Porkers & polenta with roast shallots

Recipe: Porkers & polenta with roast shallots

Posted: February 16, 2014   •   Posted in:

Serves 4 / 30 min


12 Broad Oak pork sausages, 2tbsp olive oil, 12 shallots, 300g spinach leaves, 75g butter, 4tbsp grated Parmesan,. 250g 1 minute polenta.


Heat the oven to 375F/190C/gas mark 5 and boil the kettle. Smear sausages with oil and arrange in a roasting pan with unpeeled shallots. Cook, turning halfway through, for 25 minutes or until golden brown and the shallots are very soft. Meanwhile, pour boiling water into a pan, return to the boil, add 1 tsp salt and the return to the boil for a minute.

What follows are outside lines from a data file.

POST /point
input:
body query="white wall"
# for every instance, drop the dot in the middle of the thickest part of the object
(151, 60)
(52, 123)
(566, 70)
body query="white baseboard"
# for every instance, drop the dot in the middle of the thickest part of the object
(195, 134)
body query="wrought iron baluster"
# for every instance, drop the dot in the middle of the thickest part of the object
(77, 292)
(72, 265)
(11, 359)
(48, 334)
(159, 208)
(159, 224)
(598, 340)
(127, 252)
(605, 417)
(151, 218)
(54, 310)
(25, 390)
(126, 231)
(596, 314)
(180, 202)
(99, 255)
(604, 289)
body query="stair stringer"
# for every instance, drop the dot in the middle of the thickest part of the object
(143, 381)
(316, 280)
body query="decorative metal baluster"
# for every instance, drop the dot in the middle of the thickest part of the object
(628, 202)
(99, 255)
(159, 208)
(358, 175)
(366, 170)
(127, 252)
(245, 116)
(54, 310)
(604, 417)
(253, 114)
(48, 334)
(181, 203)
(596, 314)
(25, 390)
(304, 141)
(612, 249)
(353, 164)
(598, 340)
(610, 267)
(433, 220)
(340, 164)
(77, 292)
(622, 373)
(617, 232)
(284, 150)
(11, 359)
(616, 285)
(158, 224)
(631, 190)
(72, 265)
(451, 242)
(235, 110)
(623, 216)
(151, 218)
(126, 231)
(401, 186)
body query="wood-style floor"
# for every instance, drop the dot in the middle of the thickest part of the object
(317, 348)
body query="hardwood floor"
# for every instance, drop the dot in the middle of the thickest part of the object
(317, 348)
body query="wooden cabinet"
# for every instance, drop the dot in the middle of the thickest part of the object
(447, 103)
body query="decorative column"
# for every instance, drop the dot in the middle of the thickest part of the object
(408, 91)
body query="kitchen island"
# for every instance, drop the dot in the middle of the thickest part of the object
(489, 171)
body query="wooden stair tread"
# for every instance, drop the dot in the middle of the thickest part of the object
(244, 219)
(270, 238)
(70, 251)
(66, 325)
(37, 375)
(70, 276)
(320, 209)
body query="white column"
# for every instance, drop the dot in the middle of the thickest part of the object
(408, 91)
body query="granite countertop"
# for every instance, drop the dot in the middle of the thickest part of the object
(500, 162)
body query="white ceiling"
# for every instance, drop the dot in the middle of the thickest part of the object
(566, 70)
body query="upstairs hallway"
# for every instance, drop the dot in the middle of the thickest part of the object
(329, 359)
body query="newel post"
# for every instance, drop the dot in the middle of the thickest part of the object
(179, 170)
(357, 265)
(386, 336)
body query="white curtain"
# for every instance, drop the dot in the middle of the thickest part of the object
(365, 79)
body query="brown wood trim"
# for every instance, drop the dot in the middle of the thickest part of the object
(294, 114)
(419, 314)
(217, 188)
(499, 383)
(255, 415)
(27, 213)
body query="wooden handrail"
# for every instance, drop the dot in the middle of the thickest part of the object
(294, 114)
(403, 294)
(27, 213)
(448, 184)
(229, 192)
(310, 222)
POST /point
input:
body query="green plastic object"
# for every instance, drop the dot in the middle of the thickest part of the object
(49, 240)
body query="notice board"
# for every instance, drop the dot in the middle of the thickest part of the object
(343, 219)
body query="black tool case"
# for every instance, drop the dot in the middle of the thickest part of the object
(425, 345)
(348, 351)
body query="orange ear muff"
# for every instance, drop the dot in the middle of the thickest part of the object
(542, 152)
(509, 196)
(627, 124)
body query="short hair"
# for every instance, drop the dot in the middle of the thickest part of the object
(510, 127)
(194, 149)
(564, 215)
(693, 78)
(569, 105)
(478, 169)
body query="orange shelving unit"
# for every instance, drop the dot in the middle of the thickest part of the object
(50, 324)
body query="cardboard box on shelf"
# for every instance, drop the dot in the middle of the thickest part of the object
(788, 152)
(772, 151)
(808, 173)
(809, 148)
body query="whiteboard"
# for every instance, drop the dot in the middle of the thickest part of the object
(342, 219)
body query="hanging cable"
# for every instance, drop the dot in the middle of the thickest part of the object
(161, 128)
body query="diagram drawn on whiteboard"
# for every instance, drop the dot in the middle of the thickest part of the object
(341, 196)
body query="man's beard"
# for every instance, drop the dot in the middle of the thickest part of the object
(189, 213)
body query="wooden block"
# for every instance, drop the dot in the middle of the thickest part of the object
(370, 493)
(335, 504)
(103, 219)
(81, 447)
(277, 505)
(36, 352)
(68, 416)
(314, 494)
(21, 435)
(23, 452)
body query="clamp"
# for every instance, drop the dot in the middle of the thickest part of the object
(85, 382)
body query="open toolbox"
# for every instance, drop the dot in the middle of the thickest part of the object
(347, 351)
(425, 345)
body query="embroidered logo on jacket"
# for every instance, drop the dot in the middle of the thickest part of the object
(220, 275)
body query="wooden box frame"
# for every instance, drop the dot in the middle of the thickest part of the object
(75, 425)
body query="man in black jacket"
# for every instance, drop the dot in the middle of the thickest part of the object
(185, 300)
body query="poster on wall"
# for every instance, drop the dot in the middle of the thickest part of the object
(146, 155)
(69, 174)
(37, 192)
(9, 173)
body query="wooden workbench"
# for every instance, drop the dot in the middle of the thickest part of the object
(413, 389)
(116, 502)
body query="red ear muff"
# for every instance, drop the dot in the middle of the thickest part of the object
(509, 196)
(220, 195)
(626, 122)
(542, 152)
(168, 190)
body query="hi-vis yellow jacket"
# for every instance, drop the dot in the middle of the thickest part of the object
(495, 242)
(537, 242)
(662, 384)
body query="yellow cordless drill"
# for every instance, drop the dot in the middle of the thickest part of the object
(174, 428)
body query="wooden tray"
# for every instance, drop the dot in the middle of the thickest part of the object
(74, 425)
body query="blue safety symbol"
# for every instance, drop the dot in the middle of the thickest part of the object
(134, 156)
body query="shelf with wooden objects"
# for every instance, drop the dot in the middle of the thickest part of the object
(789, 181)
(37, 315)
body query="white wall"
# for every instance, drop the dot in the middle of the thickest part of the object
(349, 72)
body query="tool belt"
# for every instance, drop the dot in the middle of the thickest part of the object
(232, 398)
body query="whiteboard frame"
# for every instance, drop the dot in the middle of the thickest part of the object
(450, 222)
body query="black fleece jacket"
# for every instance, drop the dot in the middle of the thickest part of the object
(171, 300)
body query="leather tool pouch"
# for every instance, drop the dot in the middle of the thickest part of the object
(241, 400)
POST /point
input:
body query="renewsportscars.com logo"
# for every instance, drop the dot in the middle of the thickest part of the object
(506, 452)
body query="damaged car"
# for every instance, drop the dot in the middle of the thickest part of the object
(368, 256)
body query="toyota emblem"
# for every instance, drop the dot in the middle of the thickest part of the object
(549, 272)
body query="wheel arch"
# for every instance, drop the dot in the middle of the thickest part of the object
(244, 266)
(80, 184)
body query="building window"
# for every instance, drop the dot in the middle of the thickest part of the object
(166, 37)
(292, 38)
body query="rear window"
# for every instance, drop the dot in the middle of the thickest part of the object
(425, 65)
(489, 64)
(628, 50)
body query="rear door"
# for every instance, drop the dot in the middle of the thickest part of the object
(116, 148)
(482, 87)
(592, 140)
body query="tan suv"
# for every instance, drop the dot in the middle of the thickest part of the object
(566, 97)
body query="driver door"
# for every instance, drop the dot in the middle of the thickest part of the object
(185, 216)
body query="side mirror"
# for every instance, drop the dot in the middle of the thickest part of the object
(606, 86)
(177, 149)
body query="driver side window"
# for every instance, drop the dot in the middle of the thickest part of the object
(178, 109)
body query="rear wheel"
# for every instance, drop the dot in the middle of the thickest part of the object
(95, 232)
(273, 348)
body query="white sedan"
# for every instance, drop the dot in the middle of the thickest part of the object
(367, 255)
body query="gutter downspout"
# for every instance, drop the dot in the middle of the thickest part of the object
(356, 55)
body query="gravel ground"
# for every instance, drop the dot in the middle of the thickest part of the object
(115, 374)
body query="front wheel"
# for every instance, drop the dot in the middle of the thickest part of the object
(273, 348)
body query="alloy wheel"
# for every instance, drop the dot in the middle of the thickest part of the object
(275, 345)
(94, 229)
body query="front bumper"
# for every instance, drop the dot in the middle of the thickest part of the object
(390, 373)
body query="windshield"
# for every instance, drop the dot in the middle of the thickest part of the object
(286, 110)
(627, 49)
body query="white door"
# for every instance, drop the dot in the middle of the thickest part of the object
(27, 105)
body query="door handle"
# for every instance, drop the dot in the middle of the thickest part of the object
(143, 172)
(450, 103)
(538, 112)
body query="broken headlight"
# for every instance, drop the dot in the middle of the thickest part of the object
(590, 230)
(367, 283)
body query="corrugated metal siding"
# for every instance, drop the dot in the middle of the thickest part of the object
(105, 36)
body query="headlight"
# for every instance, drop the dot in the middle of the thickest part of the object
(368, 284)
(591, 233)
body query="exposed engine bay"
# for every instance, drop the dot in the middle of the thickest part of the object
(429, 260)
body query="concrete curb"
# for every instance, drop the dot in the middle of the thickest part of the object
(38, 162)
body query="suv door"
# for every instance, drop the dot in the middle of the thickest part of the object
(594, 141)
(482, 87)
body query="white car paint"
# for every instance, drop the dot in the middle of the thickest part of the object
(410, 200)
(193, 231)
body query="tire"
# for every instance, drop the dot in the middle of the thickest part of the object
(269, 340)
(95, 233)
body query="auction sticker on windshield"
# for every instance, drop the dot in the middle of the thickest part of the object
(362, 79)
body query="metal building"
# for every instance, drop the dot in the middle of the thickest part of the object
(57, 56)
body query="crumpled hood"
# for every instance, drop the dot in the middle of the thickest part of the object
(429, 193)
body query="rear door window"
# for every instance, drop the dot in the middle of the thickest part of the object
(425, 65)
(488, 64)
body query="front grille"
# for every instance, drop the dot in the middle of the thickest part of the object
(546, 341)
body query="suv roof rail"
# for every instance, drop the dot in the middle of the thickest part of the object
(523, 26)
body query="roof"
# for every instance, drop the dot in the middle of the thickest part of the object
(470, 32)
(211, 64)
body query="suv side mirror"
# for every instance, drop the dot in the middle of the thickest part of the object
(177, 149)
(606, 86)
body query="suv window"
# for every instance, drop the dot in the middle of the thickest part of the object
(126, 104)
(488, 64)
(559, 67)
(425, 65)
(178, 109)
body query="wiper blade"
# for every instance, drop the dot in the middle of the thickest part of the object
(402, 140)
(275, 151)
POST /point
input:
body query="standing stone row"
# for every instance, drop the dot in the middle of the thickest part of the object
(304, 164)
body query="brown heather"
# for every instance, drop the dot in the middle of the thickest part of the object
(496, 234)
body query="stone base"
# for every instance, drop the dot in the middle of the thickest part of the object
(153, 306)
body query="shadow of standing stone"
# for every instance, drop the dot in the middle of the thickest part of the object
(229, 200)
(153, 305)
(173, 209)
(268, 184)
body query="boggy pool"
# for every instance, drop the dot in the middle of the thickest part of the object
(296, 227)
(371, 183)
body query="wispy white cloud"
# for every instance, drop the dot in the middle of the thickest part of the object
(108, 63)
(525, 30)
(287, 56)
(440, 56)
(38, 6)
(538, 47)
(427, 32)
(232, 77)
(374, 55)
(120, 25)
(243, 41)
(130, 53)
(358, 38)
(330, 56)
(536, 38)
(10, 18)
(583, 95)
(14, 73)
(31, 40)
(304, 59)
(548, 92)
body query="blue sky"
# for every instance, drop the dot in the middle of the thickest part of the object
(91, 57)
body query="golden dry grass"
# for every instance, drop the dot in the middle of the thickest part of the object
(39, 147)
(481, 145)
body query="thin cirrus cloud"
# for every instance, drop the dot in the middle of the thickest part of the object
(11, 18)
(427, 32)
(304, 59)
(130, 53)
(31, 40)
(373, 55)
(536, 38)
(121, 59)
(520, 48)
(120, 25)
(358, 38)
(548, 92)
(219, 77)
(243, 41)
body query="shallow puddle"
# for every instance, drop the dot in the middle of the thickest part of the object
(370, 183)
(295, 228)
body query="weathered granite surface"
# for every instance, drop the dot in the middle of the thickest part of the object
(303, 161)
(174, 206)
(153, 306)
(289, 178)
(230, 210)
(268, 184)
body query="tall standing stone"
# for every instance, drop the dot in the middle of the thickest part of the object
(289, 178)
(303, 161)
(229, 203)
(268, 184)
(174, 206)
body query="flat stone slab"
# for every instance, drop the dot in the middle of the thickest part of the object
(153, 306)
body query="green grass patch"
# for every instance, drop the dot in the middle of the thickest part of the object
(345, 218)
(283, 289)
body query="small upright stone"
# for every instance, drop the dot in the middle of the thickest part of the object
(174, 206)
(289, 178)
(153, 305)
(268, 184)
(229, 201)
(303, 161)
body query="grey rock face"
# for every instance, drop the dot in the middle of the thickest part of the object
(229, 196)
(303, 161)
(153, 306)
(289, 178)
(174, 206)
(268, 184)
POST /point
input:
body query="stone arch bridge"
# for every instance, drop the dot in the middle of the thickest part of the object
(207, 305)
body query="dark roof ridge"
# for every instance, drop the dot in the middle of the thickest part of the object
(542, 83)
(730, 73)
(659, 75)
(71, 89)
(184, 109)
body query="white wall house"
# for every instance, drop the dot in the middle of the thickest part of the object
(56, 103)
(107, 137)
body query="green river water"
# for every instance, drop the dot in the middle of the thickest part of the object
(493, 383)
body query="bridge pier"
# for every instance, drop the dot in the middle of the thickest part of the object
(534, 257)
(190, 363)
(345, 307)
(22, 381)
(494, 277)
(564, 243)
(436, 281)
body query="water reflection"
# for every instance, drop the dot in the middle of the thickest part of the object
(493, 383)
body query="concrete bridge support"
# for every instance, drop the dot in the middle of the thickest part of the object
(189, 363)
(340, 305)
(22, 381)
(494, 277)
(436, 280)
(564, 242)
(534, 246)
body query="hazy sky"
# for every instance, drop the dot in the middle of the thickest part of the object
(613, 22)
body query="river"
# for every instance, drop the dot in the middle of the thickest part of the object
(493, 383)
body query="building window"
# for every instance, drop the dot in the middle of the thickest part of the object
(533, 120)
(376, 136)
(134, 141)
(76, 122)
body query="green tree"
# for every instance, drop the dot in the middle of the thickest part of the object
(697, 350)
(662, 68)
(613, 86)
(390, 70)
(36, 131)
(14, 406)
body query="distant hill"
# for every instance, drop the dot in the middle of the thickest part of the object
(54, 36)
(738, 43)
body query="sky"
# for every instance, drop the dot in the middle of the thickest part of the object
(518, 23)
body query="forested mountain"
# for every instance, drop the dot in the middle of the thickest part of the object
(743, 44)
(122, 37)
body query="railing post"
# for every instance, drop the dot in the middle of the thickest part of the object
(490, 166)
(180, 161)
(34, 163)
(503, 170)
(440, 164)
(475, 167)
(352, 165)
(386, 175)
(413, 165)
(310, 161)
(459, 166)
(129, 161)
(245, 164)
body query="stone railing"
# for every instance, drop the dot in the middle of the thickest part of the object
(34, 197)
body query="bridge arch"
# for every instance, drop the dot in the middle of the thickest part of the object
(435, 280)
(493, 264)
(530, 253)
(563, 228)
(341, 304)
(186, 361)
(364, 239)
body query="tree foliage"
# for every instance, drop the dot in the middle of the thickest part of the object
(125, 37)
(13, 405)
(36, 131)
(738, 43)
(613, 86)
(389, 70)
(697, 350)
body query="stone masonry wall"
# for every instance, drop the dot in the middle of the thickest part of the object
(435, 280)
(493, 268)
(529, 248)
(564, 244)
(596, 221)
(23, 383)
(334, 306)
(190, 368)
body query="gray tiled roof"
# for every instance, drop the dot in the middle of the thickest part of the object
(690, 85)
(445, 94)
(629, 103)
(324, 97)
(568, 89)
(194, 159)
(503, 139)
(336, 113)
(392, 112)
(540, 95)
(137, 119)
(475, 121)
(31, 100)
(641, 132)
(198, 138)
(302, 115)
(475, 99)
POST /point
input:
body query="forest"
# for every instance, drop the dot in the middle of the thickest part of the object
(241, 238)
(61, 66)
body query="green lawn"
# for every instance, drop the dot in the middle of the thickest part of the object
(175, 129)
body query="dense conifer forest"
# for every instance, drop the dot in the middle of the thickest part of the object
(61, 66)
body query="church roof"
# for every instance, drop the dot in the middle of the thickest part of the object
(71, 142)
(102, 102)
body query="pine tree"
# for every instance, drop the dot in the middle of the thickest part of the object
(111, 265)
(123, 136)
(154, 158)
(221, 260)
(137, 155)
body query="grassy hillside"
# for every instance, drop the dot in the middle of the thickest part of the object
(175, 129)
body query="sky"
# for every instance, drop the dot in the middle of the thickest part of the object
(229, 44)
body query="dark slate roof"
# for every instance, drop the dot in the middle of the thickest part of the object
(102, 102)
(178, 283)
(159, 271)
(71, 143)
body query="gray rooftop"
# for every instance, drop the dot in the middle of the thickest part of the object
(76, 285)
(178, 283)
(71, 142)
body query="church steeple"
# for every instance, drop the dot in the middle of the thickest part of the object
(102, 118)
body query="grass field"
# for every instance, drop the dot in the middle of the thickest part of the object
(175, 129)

Drain and cool, then squeeze to remove excess water. When the sausages are ready, remove the skins from the shallots and keep both warm. Pour 1 litre of boiling water into a spacious pan. Add 1/2,tsp salt and return to the boil.

Add the polenta in a steady stream, reduce the heat and stir with a long wooden spoon for 1 minute as it thickens. Stir in the butter, Parmesan and a spinach. Divide between 4 warmed dinner plates and add 3 sausages and 3 shallots to eat.